Panasonic’s Lumix DMC-GF3 is less than a year old, but has already been replaced by the GF5. How much better is the new 12.1-million-pixel micro four thirds camera? Read the Panasonic Lumix DMC-GF5 review to find out
Noise, resolution and sensitivity
These images show 72ppi (100% on a computer screen) sections of images of a resolution chart, captured using the Panasonic Lumix G X Vario PZ 14-42mm f/3.5-5.6 Power OIS lens. We show the section of the resolution chart where the camera starts to fail to reproduce the lines separately. The higher the number visible in these images, the better the camera’s detail resolution at the specified sensitivity setting.
With its 12.1-million-pixel sensor, the resolution of the Lumix DMC-GF5 just reaches 24 on our test chart, which is to be expected. Luminance noise is visible in shadow areas at ISO 400, but at ISO 800 the noise reduction really kicks in as shadow details take on a smudged appearance, with a slight hint of chroma noise in the form of purple and green ‘bruising’.

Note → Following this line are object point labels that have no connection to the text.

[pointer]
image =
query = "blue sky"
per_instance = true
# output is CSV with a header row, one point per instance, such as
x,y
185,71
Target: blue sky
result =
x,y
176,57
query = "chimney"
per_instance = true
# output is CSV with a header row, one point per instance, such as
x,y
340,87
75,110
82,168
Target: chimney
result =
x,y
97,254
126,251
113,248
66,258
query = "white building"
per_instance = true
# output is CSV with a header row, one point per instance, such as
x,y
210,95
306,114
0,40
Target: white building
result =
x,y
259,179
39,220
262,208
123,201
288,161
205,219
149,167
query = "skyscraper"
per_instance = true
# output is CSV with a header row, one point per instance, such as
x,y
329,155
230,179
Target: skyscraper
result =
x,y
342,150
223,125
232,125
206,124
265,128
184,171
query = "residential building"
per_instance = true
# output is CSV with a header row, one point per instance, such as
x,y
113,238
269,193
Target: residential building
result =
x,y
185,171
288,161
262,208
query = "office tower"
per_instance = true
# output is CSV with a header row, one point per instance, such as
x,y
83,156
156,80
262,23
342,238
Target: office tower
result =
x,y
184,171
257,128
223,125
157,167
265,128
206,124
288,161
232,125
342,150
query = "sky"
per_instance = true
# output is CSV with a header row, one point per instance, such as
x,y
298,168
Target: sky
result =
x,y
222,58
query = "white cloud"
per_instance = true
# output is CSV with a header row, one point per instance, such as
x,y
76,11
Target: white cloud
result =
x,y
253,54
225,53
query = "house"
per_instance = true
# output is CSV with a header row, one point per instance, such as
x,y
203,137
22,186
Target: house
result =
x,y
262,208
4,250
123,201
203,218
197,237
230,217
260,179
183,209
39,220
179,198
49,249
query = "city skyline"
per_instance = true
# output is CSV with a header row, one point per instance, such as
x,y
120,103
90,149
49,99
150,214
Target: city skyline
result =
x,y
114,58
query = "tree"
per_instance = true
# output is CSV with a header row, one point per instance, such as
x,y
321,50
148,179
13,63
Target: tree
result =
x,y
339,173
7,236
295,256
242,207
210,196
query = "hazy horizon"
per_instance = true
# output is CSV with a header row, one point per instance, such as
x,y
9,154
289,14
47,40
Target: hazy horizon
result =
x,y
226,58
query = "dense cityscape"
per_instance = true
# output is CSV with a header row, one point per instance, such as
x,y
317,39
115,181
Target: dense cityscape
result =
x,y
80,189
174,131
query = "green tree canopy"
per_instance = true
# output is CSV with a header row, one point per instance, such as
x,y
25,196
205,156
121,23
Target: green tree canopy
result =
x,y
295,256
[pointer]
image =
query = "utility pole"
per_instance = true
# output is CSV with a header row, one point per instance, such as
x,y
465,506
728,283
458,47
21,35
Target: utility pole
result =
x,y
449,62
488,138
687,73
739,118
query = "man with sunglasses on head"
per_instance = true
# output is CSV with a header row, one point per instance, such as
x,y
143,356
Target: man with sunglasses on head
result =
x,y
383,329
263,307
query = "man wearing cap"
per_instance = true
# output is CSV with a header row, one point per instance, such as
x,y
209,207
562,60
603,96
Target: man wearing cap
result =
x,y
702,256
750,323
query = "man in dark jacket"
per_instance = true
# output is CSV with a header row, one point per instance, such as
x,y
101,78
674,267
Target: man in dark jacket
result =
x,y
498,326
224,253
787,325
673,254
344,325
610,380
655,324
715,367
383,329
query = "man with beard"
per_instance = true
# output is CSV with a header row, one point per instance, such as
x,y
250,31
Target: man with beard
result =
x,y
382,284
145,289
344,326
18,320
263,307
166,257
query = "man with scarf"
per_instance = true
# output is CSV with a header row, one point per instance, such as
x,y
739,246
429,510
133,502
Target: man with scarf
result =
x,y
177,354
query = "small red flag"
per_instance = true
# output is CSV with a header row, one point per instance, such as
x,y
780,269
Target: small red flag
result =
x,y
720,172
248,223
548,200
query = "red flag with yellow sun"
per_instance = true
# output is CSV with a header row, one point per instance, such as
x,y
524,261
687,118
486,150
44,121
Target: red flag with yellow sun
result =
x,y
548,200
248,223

That said, noise is fairly well controlled. At ISO 6400, the sensor still resolves to around 22 on our chart, although there is a lot of noise reduction and subsequent sharpening taking place. Similarly, shadow areas have a green and purple tint to them. At the maximum ISO 12,800 sensitivity this is worse still and there are signs of banding.

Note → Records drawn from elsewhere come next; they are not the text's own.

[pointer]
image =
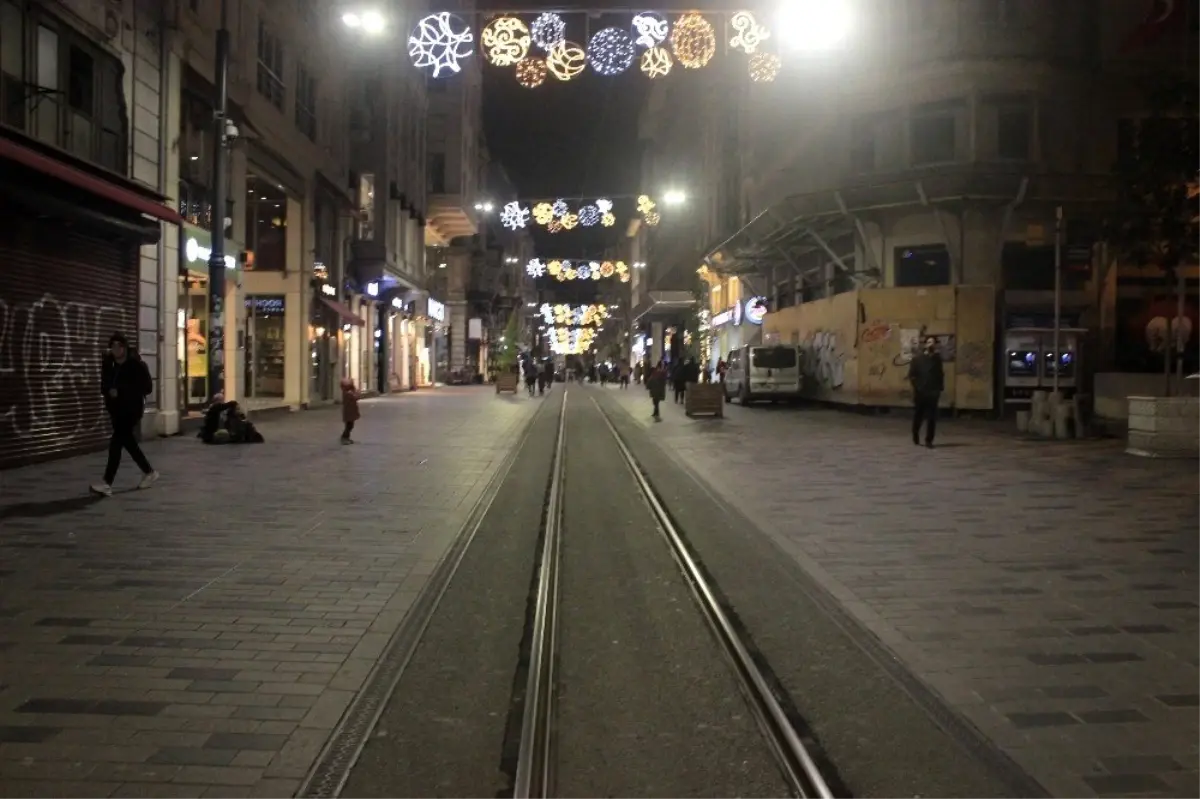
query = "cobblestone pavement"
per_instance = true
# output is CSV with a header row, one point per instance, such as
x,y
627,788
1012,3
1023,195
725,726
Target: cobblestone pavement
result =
x,y
204,637
1045,590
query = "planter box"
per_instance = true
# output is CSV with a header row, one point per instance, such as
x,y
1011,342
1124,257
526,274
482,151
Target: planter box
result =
x,y
507,382
705,398
1164,427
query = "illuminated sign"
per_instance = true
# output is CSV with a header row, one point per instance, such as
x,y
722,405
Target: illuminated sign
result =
x,y
196,252
755,310
437,311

When shooting images with high sensitivities I would strongly advise shooting raw rather than JPEG, as colour noise can be easily controlled and reduced. At lower sensitivities, slightly more detail can be squeezed out of raw files compared to JPEG images, but it makes little difference to the information resolved on our test chart. Instead, images just seem slightly sharper.